I am going to redundantly mention my view of the bumpy plateau of diminishing returns of oil’s economic value has likely plateau around 2005. This physical reality is now in a bumpy descent. This shift is likewise likely true of the financial system with the huge overhead of debt. The financial system and the oil complex are two foundational elements of society if at limits and if in diminishing returns then we are in descent. There is no substitution at these levels. The bumpy descent is being masked by freddy numbers and central bank jawboning but the clear reality from multiple respectable sources is a disconnect between a physical economy and a digital economy.
There is a clear environment of deteriorating physical economies from excessive macro debt, wealth transfer policies, cannibalization of the public for individual profit, corruption of politics and industry, geopolitical trade tensions, global proxy wars, and huge FX volatility ($). If you see the real economy and the real oil complex in this systematic dynamics then we see a clear disconnect between GS and Citi realities.
This descent can bang around for a time because the system is fully corrupted from the top down. The infiltration of these financial concerns is complete. Russia is an exception with Putin and a few others that are bucking this trend but they are not succeeding at the moment. If BAU falls apart maybe Putin will coopt them but now the global financial plutocratic organizations are firmly in control globally and have no intent on reform.
steve on Tue, 17th Feb 2015 10:42 am
No disrespect to Short but his analysis is based on an “open honest” system. That is not what we have. We have a manipulated closed system that is controlled by a few. The hard drives of computers have spy ware on them…didn’t you see the super bowl totally rigged….

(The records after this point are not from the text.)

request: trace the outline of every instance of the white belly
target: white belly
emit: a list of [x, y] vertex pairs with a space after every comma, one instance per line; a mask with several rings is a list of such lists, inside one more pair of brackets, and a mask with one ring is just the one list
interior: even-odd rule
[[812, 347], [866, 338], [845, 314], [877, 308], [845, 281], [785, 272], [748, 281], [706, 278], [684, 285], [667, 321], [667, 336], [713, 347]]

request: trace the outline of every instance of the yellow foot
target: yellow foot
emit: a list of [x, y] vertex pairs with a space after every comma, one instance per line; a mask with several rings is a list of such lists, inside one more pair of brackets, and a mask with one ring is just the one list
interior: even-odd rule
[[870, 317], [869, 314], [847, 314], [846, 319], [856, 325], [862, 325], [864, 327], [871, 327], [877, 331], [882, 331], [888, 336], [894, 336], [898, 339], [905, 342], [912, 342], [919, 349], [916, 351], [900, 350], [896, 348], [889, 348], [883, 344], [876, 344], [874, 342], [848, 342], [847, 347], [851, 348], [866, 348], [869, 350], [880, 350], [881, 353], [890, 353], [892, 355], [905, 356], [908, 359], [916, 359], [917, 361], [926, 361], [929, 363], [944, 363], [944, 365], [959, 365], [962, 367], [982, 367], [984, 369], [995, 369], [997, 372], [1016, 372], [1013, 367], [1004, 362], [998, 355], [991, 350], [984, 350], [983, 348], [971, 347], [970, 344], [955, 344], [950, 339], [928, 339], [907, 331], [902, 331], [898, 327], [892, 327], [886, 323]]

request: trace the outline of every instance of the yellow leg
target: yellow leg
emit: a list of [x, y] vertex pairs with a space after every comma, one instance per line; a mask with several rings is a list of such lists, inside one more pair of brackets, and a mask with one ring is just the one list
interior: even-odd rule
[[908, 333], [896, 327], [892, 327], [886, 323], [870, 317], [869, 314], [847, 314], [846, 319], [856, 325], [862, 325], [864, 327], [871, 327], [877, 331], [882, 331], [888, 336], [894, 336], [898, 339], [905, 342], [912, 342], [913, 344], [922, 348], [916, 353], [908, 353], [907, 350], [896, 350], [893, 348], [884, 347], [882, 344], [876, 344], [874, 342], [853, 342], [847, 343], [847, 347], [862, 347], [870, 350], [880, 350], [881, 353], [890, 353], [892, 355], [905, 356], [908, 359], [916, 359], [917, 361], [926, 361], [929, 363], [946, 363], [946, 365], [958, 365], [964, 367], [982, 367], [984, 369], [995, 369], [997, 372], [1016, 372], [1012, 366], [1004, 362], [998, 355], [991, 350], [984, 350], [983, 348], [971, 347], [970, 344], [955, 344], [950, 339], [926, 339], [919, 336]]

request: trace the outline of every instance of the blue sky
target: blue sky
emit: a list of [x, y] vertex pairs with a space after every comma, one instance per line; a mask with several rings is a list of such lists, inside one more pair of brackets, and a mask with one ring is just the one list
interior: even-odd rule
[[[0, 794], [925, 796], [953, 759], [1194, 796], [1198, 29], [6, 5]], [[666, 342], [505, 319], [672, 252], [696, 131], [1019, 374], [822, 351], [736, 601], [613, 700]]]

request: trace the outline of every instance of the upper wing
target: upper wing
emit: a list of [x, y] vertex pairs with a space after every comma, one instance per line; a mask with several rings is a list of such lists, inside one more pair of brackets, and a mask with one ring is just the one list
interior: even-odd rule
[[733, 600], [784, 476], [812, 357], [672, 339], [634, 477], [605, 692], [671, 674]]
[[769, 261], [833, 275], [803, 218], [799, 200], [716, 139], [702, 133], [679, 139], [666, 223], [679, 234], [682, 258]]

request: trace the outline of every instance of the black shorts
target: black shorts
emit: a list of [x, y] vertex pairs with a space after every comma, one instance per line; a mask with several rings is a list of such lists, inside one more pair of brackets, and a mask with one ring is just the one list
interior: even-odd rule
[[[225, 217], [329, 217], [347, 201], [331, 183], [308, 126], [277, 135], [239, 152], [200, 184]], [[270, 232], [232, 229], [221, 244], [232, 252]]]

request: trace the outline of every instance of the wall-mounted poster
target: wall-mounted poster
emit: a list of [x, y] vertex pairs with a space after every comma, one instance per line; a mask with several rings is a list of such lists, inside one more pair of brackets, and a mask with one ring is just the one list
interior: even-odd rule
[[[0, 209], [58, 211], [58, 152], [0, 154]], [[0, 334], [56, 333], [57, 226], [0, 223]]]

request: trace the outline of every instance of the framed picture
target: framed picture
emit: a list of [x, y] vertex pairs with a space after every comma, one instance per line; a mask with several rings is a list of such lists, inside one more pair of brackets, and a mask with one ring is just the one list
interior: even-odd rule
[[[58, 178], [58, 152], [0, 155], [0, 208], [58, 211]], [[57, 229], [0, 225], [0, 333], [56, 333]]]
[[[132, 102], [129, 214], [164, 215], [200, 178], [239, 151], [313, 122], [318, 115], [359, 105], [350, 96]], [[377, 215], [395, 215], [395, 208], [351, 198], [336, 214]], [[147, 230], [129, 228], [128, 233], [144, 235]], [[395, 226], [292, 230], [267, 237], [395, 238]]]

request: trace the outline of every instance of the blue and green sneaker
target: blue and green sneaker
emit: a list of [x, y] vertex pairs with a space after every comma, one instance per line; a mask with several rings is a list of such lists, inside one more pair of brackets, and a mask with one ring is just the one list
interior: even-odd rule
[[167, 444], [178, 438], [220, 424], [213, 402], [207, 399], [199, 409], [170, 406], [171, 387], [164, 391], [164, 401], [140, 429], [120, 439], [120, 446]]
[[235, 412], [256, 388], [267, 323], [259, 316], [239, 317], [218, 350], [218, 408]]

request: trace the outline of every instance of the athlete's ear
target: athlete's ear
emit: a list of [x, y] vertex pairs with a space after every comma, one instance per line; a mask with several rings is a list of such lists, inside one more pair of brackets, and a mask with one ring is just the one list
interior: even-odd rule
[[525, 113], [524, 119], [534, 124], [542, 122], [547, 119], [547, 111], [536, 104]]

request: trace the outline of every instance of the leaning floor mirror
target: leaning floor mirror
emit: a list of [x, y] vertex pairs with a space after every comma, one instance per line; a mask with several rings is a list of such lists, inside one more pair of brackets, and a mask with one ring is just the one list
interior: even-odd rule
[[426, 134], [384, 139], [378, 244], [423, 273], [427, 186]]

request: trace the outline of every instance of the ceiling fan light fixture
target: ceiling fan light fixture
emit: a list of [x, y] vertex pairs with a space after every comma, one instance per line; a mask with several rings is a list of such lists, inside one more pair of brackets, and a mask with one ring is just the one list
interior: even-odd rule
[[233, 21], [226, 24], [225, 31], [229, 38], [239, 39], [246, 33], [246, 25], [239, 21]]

steve on Tue, 17th Feb 2015 10:45 am
I like this site but I seem to get more honest news and opinions from zero hedge…maybe it is a generational thing most of the people on here are retired with fixed….I would say the major demographic here is former liberal age 30 to 75 and “well to do” not a very broad audience base…a very myopic view of things…
Davy on Tue, 17th Feb 2015 11:24 am
Steve, why have an opinion on either. Gleen the needed facts from both. I read both daily. They are oriented in slightly different directions. I find good alternative financial info off of ZH. The oil complex side is covered well on PO.
steve on Tue, 17th Feb 2015 2:22 pm
Well maybe you are right Davy…but I always look around at “groups” and am wary of Group think…this group is very…very homogenous….I would say about as white as 2percent milk! It is good to take all that is said here but with a certain amount of skepticism …I see the main meme here taken as gospel. Just an observation. Maybe it is a cultural thing but it seems people from the United States look at everything from a Me..me…me angle….When I go to the States I am amazed at the waste and the Orwellian state there…. I can’t see how this continues but I can see the resentment towards the U.S…..using 20 percent of the earths resources…!
Davy on Tue, 17th Feb 2015 4:17 pm
Steve, I have a Spanish daughter and my fiancée is Italian. I know the resentment you are talking about from being in Europe as a European. It is not excessive in Europe like elsewhere though.
This consumption situation will change and soon. It won’t be long and the world will only remember how prosperous the Americans once were. We will all be poor soon. I hope most of us will be poor but alive. I am certain we will all be poor. I wish I could say the same for being alive.
GregT on Tue, 17th Feb 2015 5:11 pm
steve,
“I see the main meme here taken as gospel.”
What would that meme be, if you don’t mind me asking?